A dix heures du matin tout devait être rentré dans l’ordre.

Si une grisette se retrouvait enceinte après la fête tant pis pour elle ! Il n’y aurait pas de prince pour l’épouser. D’ailleurs le héros de la descente était surnommé Milord l’Arsouille, symbole du riche encanaillé.

Gustave Doré. La Descente de la Courtille (Wikipédia)

Je me souviens du roman de Giono, Noé, et de son cireur de chaussures qui admire Milord l’Arsouille pour son mélange de mépris et de prodigalité, un homme capable selon lui « de distribuer les bonnes guinées de la Banque d’Angleterre en guise prospectus » (1974 : 661)

A la fin du 19e siècle, les ouvriers chassés par les démolitions d’Haussmann s’étaient relogés en partie à Belleville, ce qui avait transformé le village en quartier populaire. Le bâti n’était pas de bonne qualité. On avait souvent construit dans d’anciens vignobles disposés suivant  la pente du terrain avec les étroits chemins qui les desservaient. Bicoques branlantes, échoppes d’artisans et bistrots auvergnats sont le symbole de ce vieux Belleville. Mais dès les années 70, le cadre populaire avait peu à peu disparu.

Aujourd’hui, les dernières voies privées sont sauvegardées comme des trésors. Un passage rue des Pyrénées serpente entre des ateliers d’artistes, et des jardinets exquis cultivés en commun par les habitants. Les portails et les volets sont colorés. Même en décembre, on voit s’épanouir la dernière rose, les derniers soucis… Un jardinier déplante des tulipes. « Vous n’avez rien vu, Revenez au printemps ! ». Vous pourrez faire le tour de nos jardins. Regardez la carte. Il y en a dans tout le 20ème ».

En chemin, on croise un regard, petite construction qui servait à vérifier la qualité de l’eau ainsi que la bonne marche des conduits. Je recopie ce que j’ai trouvé sur le site d’ »histoires de Paris » sur les regards.

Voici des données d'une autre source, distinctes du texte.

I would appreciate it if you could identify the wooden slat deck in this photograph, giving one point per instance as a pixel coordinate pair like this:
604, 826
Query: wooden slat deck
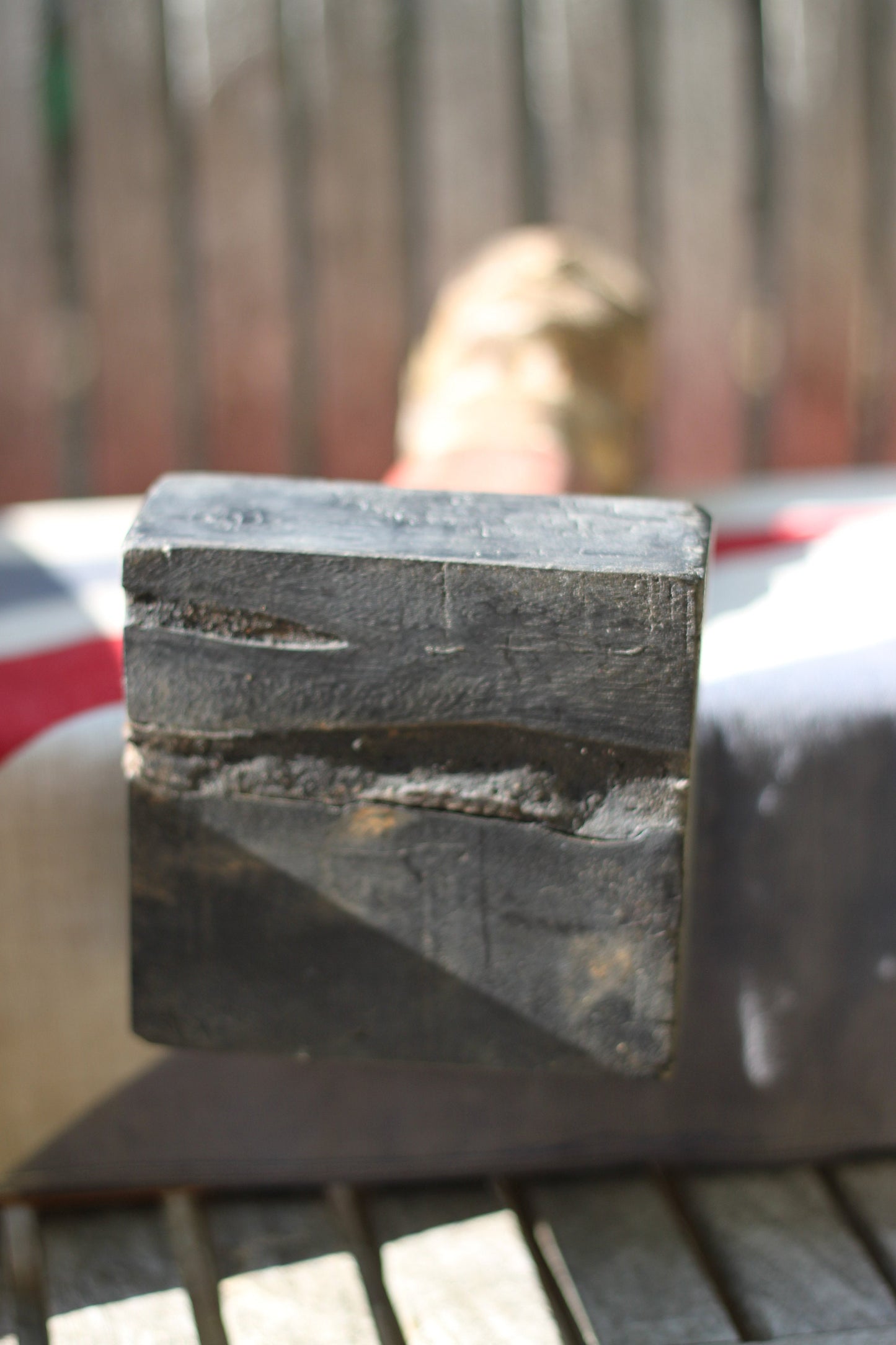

Le Regard Saint-Martin. 42 rue des Cascades et son inscription latine

Pour récupérer l’eau de Belleville qui alimentait l’Est de Paris, on utilisait la structure des couches de la colline. En effet, une première couche de sable laissait infiltrer l’eau, qui ensuite rencontrait une pierre imperméable. Là, avec des pierrées et des galeries souterraines, on la récupérait. Aussi, pour contrôler les installations, des regards furent édifiées à différents endroits de la colline. Par le passé, la colline de Belleville comptait une quarantaine de regards. Ils étaient situés en haut du tracé mais aussi tout le long du passage des galeries. Ce système fut utilisé tout au long du Moyen Age et ensuite. Il fut abandonné progressivement entre les 18e et 19 siècle. Celui de la rue des Cascades comporte une inscription en latin, au-dessus de la porte dont voici la traduction :

« Fontaine coulant d’habitude pour l’usage commun des religieux de Saint-Martin de Cluny et de leurs voisins les Templiers. Après avoir été trente ans négligée et pour ainsi dire méprisée, elle a été recherchée et revendiquée à frais communs et avec grand soin, depuis la source et les petits filets d’eau. Maintenant enfin, insistant avec force et avec l’animation que donne une telle entreprise, nous l’avons remise à neuf et ramenée plus qu’à sa première élégance et splendeur. Reprenant son ancienne destination, elle a recommencé à couler l’an du Seigneur 1633, non moins à notre honneur que pour notre commodité. Les mêmes travaux et dépenses ont été recommencés en commun, comme il est dit ci-dessus, l’an du Seigneur 1722 »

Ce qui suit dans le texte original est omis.